Landon Cuskelly felt his body hit the mat and immediately sprung up in celebration. The high jump bar remained suspended 2.18 meters above the ground, and the Missouri junior had himself an event win and a new personal record on Saturday, the second day of competition at the Tom Botts Invitational in Columbia.
“It’s been a while since I jumped that high, so it felt really good,” Cuskelly said. “I was trying to control [my emotions] a little bit, but sometimes I can’t help it. When I hit the mat, I just get up and scream.”
Cuskelly is now tied for fifth on Missouri’s program all-time high jump leaderboard and is tied for seventh in the NCAA West region this season, putting him in a position to qualify for the West preliminary competition of the NCAA championships. The top 48 individuals in each event during the regular season qualify for the preliminary, which then sends its top 12 finishers to the national championships.
Cuskelly, a former junior college standout in the high jump at Butler Community College in El Dorado, Kansas, struggled in the recent indoor season, his first since transferring to Missouri.
“I think my head was just out of it [in the indoor season], and we were constantly changing up my approach, so having a consistent approach gives me the confidence to jump higher bars,” he said.
Cuskelly joined several other Tigers with notable performances Saturday. Junior Karissa Roman won the women’s high jump with a 1.72-meter leap. Roman currently sits tied for 29th in the West region this season thanks to a 1.75-meter jump from earlier in the year.
Redshirt junior Gabi Jacobs won the women’s discus with a 58.11-meter throw, her best mark of the season and the eighth best in the West region. She believes her trajectory has her in a good position to break her program record of 58.23 meters, which qualified her for last year’s NCAA championships.
“I definitely do see myself breaking [my personal record],” she said. “[If I] just keep working hard in practice, I’m sure it will come naturally.”
Breezy conditions at Walton Stadium during the meet, part of a trend of bad weather that has hit Missouri this spring, made Jacobs’ throw even more impressive.
“Our spring hasn’t been as rough as [parts further north], but it’s been rough enough to challenge our technical people that rely on decent weather to hone their skill,” head coach Brett Halter said. “That’s really good to be able to know that in bad wind conditions … she can throw that kind of distance.”
The wind may be to blame for the struggles of Missouri’s male discus throwers this weekend. Redshirt junior Will Fife, the team’s top performer in the event so far this season, entered with a season-high toss of 52.14 meters, less than a meter away from the 48th-place cutoff in the West region. But on Saturday, Fife only mustered 49.25 meters with his longest throw, finishing in fourth place.

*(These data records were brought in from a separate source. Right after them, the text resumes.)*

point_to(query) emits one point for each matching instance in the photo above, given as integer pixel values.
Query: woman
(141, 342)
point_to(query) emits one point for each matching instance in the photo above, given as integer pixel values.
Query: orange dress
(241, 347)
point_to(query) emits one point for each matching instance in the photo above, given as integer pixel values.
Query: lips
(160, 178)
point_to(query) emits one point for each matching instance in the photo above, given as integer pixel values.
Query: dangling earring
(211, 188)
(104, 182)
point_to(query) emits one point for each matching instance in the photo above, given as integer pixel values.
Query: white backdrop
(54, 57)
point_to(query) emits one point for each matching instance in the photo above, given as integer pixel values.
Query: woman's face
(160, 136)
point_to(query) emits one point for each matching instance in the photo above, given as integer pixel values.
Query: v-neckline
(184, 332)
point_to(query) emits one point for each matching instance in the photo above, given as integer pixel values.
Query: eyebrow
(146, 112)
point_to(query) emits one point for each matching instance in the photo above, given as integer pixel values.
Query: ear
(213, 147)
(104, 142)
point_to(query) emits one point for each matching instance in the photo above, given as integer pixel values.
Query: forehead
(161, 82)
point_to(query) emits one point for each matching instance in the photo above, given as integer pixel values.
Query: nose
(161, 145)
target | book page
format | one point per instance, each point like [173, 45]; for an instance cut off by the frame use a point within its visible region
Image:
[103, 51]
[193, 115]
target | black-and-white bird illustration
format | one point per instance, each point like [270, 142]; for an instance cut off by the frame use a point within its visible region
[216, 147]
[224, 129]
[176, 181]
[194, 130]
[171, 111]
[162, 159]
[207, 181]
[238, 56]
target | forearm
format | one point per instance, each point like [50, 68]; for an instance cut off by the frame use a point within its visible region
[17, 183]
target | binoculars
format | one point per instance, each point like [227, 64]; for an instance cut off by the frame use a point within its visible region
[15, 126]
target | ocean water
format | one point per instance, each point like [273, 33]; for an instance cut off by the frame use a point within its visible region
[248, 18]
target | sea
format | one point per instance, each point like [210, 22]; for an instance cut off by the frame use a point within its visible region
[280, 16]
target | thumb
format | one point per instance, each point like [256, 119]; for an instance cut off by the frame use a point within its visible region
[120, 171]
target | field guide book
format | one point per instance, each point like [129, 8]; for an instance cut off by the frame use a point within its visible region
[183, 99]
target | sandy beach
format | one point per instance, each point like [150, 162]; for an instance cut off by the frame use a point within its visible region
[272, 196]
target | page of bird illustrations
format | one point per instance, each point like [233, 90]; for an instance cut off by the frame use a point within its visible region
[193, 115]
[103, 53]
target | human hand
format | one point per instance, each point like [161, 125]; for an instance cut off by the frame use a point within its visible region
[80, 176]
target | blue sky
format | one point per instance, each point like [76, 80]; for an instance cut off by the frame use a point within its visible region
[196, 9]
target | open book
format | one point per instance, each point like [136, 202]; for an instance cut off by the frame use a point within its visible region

The women’s 800-meter run featured eight Tigers, including redshirt senior Valeska Halamicek, who finished first in 2:10.14, less than a second from the west region cutoff. Halamicek was coming off a fast 700-meter run on Friday night, when she served as a pacer for the opening two laps of senior Karissa Schweizer’s school record run in the 1,500 meters.
Schweizer had initially been scheduled to run in the 800 as well but was scratched in order to recover ahead of next week’s Drake Relays, where she will run in the 5,000 meters.
In the men’s 800, freshman Chris Conrad finished first in 1:51.45, continuing what has been an impact debut year in collegiate competition. Conrad also won the 1,500 on Friday and nearly broke into the program’s all-time top 10 in the 800 during the indoor season.
Redshirt senior Jerrad Mason was edged out by 0.004 seconds by Drake University senior Hudson Priebe in the men’s 400-meter hurdles, finishing second in 51.917 seconds. The time, his season best, lifted him from 35th to 30th in the region.
With this being Missouri’s only home meet of the outdoor season, the Tigers held their senior day ceremony toward the end of the afternoon.
University of Northern Iowa freshman and 2016 paralympian Jessica Heims made perhaps the biggest accomplishment of the weekend by any competitor, breaking the U.S. paralympic record for the T/F44 class of the women’s discus. Heims’ throw of 31.65 meters placed her 14th in the meet but was the furthest ever for an American with her disability. The lower half of her right leg was amputated when she was less than a year old.
Mizzou will travel to Des Moines, Iowa, for the Drake Relays next week, its final tuneup before the SEC championships from May 11-13 in Knoxville, Tennessee.
“We have trophies up in our office that date back to the early 1900s from Drake, so there’s a lot of history there,” Halter said. “We want to go up and have fun, celebrate track and field. At the same time, we’re going to get some good work done.”